Марине Князевой удалось отправить дочь к бабке, и без дочки можно будет погулять вволю, хоть допоздна, о чем Марина и сообщила звонком. Шурочка, купившая свиные ножки, взялась сварить холодец. Она, мол, холодец, но Маринка пусть испечет свой замечательный пирог с капустой, она умеет. Если Маринка расстарается, пирог будет замечательный, а помогать ей сделать стол придет жена Алика Зимина, ну а выпивку, конечно, организуют мужики. В их магазине водки может не оказаться, пусть тогда Сыропевцев с Олькой Злотовой съездят в центр, запасутся, деньги сочтем после. Сыропевцев на машине, и, стало быть, логично, что за водкой поедут они. Тем самым они с Олькой тоже примут участие. Шурочка хлопотала, советовала, а сердце у нее сжималось: сердце ныло.
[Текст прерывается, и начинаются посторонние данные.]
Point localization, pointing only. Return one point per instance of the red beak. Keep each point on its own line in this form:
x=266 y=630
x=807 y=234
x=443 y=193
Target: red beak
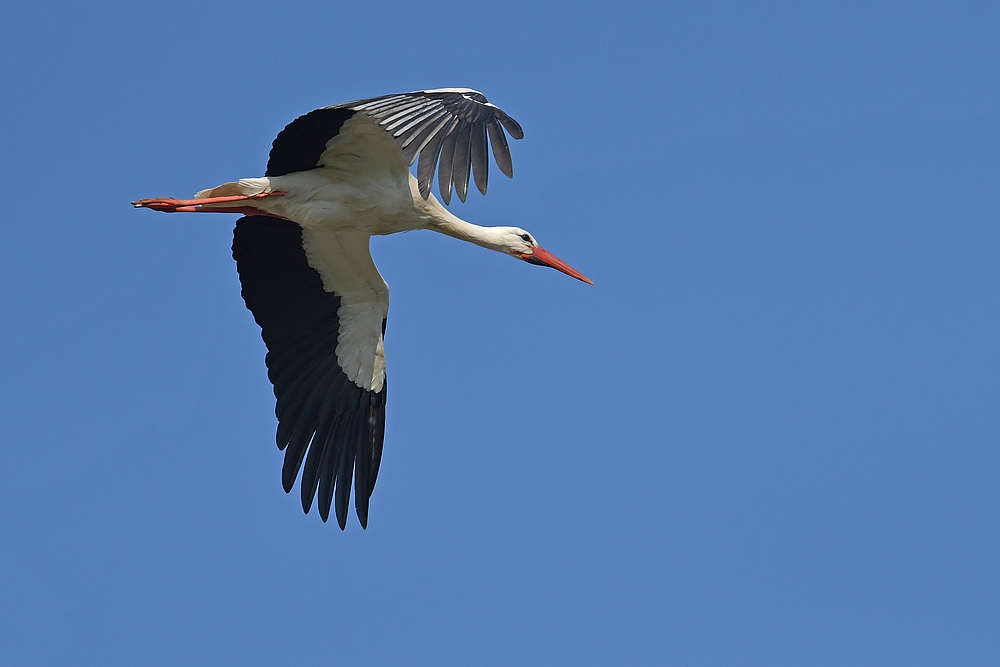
x=543 y=257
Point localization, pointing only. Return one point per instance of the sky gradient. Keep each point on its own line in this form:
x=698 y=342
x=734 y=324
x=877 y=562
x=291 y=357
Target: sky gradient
x=766 y=436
Толик сказался больным уже с утра, как ни уговаривали его друзья и как ни обижалась Маринка. Толик держался хорошо, однако день был длинный – день еще не кончился. Шурочка Куренкова варила холодец, отвлекая себя суетой, и пила валерьянку, прибрав уже к обеду весь пузырек. К вечеру она была предельно взвинчена – приходил упрашивать Алик Зимин, но и тут Толик, молодец, удержался! Отчасти помогло то, что Толик и впрямь заболел. Лицом потемневший еще больше, он вдруг плохо себя почувствовал. Его знобило. И температура, как бы тоже с ним сговорившись, скакнула к тридцати восьми.
Он обрадовался, когда узнал про температуру. Он сказал, как у них водилось:
– Ты, Куренкова, теперь не бойсь… – И стал раздеваться. Он лег в постель в ранний час.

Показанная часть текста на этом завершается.